The country's biggest dairy company, Fonterra, has hit its farmer suppliers with a double whammy.
It has lowered its forecast milk payout for the current season by a further 10 cents per kilo of milk solids, bringing it down to $4.40 a kilo, with a dividend of 20 to 30 cents per share on top of that.
It has also announced an opening milk price for the new season, starting in June, of $5.25 a kilo, well below the current season's opening price of $7.
The latest drop in this season's payout forecast comes only a month after it reduced the price from $4.70 to $4.50, driven by the continuing decline in international dairy prices.
If the latest price adjustment turns out to be the final figure for the season, it means farmers supplying Fonterra will be getting not much more than half of what they got in the 2013/14 season, when Fonterra paid out a record $8.40 a kilo for its milk.
The co-operative will confirm the final price for the 2014/15 season later this year.
Fonterra chairman John Wilson said the revised forecast reflected the reality that global commodity prices had not increased as expected.
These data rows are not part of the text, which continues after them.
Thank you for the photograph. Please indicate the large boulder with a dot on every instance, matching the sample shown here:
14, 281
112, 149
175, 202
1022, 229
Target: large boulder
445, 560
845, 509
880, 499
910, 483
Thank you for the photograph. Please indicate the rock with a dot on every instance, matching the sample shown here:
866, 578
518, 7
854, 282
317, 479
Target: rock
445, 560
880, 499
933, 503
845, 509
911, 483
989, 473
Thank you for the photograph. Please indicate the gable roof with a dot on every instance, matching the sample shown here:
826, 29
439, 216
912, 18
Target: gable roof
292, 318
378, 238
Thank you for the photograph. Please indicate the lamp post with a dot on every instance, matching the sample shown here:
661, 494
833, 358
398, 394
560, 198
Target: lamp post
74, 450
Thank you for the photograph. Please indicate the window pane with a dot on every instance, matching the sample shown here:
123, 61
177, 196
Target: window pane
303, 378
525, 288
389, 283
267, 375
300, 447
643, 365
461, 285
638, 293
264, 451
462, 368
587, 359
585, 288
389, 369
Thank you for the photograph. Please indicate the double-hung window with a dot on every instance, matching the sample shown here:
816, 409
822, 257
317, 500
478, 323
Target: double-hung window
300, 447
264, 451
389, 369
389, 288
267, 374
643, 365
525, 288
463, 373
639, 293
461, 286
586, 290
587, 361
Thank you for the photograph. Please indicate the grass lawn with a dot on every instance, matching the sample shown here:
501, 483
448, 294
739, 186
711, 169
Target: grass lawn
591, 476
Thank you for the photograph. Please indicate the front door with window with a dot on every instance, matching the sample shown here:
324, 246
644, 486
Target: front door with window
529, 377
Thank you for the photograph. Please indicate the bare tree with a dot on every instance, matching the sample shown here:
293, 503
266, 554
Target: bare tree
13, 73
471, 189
"World markets are over-supplied with dairy commodities after farmers globally increased production in response to the very good prices paid 12-18 months ago," he said in a statement announcing the changes this morning.
"This supply imbalance has heightened due to continuing good growing conditions in most dairy producing regions."
He said the opening $5.25 milk price forecast for the next year was based on Fonterra's best view of long-term global dairy supply and demand.
"We can expect prices to recover going forward, and to see a rebalancing of supply and demand over the season," he said.
"However it is more difficult this early in the season to determine exactly when this recovery will lead to a sustained price improvement."
Fonterra Chief Executive Theo Spierings said prices could fall further.
"The real concern for me is key importing regions like China, Russia, Middle East, Africa - when are they really back into the markets?
"So it's more of an amount issue than a supply issue in my opinion."
He said he was still confident about the long term prospects for the dairy sector.
Federated Farmers national dairy chair Andrew Hoggard, who is a Fonterra supplier in Manawatu, said the further drop in the current season's payout would come as a surprise for most farmers, although the opening forecast for next season was in line with most people's expectations.
He said it meant the monthly advance payments to farmers for the new season would start at about $3.60 a kilo and wouldn't top $4 until February next year.
He said that was going to mean a second successive season of extremely tight cash flows for farmers.
Some were already running at a loss at this season and would have to take on extra short-term borrowing to get them through the next year.
North Canterbury dairy farmer Cameron Henderson said the reduced milk payout forecast could cost farm labourers their jobs.
Mr Henderson who farms at Oxford says spouses and children will end up in the dairy sheds as farmers look to soften the impact of the drop.
"The cheapest labour you can find is generally family and so it could affect the employment of farm staff around the country with farmers perhaps delaying recruiting staff until later in the spring to save on cost or later in the winter."